Social Psychological and Personality Science
- Discipline: Social psychology
- Language: English
- Edited by: Margo Monteith

Publication details
- History: 2010-present
- Publisher: SAGE Publications
- Frequency: 8/year
- Impact factor: 3.605 (2018)

Standard abbreviations
- ISO 4: Soc. Psychol. Pers. Sci.

Indexing
- ISSN: 1948-5506 (print) 1948-5514 (web)
- LCCN: 2009202706
- OCLC no.: 320771445

Links
- Journal homepage; Online access; Online archive;

= Social Psychological and Personality Science =

Social Psychological and Personality Science is a peer-reviewed academic journal that covers research in social and personality psychology.

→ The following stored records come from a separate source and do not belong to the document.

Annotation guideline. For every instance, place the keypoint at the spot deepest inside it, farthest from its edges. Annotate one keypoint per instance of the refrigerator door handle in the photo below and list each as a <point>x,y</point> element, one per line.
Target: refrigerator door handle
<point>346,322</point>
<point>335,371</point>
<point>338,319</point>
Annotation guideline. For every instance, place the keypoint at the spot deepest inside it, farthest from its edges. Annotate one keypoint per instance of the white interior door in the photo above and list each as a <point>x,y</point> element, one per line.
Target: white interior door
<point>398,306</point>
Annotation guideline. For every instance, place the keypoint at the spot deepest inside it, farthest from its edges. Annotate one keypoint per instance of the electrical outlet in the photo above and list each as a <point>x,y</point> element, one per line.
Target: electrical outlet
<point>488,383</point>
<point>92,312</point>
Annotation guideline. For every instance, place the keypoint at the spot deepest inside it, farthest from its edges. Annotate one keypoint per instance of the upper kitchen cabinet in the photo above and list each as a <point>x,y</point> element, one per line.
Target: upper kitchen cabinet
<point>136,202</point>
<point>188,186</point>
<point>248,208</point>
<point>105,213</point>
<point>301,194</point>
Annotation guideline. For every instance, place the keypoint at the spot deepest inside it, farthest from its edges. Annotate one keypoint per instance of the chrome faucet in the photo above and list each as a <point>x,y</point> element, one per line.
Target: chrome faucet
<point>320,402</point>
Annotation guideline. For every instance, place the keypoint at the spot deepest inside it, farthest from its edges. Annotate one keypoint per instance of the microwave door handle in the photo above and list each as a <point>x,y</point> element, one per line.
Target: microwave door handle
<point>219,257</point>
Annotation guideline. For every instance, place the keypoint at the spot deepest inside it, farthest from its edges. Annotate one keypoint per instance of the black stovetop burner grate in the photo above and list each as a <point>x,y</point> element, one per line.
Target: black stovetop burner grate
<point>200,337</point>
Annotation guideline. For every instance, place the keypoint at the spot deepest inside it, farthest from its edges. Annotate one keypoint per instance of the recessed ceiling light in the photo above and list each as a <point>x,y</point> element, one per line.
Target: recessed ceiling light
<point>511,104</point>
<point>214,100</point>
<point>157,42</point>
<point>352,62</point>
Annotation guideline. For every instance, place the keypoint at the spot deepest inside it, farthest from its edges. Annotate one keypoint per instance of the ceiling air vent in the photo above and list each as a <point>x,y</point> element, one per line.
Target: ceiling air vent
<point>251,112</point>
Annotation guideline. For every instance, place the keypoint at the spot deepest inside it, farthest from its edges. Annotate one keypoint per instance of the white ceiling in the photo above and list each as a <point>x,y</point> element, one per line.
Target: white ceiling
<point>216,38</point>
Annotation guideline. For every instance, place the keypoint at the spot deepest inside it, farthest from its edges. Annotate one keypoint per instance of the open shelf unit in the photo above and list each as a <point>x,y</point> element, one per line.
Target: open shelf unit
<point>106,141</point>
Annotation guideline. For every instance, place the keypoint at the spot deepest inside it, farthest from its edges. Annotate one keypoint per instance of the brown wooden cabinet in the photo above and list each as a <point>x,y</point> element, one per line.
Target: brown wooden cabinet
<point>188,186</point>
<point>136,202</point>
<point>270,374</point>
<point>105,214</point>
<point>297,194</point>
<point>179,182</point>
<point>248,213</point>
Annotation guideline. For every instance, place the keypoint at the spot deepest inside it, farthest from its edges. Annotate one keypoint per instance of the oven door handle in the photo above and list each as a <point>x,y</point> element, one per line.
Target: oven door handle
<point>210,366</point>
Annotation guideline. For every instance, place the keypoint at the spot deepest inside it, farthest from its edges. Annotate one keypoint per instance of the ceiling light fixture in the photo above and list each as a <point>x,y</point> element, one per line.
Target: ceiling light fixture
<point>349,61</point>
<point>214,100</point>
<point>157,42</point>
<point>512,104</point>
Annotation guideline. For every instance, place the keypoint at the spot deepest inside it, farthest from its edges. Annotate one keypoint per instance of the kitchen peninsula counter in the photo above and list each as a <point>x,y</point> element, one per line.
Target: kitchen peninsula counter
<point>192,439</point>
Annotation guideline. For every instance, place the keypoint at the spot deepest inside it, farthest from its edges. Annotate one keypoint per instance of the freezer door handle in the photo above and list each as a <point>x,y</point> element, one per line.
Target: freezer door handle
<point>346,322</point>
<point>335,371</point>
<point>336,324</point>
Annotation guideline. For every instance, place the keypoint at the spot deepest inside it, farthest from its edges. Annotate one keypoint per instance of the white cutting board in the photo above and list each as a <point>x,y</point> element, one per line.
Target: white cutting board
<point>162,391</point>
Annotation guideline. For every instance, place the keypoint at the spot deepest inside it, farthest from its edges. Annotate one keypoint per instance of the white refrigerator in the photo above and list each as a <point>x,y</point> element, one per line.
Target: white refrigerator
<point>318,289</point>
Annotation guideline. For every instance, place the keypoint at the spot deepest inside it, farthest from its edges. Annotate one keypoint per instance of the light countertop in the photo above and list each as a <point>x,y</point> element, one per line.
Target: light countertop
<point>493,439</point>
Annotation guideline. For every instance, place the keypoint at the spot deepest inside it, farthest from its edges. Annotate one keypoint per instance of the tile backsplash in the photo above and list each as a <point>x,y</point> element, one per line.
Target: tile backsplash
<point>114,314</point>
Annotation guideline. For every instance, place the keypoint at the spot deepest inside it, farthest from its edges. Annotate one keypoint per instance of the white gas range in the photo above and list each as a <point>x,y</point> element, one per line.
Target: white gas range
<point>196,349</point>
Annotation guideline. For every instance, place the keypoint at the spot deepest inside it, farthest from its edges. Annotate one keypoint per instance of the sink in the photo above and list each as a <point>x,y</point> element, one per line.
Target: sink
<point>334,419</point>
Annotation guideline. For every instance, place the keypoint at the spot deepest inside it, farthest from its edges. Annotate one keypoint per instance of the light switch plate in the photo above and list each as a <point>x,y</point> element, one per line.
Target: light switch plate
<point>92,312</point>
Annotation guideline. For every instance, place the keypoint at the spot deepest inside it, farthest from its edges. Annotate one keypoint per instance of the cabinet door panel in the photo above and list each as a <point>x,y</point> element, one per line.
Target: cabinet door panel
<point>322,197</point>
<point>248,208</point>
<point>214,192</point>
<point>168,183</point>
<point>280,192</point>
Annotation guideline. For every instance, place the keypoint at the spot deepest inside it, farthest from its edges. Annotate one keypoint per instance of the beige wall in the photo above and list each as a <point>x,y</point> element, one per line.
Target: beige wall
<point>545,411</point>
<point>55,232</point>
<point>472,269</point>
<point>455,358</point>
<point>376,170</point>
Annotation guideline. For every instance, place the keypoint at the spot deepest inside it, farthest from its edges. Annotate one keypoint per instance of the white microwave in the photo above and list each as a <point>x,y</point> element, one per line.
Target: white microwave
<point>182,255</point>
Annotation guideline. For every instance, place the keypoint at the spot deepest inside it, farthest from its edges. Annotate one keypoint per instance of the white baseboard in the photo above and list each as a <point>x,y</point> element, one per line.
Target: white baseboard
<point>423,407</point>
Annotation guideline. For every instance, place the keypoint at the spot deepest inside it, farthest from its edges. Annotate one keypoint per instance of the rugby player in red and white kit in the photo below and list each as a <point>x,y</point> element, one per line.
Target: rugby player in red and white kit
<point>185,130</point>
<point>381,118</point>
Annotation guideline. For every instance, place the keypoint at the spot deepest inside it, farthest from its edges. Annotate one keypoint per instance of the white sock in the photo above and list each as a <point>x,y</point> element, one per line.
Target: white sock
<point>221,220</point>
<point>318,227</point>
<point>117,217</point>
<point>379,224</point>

Its editor-in-chief is Margo Monteith (Purdue University). It was established in 2010 and is published by SAGE Publications. The journal is jointly owned by four different societies: the Association for Research in Personality, European Association of Social Psychology, Society of Experimental Social Psychology, and Society for Personality and Social Psychology.

== Abstracting and indexing ==
The journal is abstracted and indexed in PsycINFO and Scopus. According to the Journal Citation Reports, its 2018 impact factor is 3.605, ranking it 6 out of 63 journals in the category "Psychology, Social".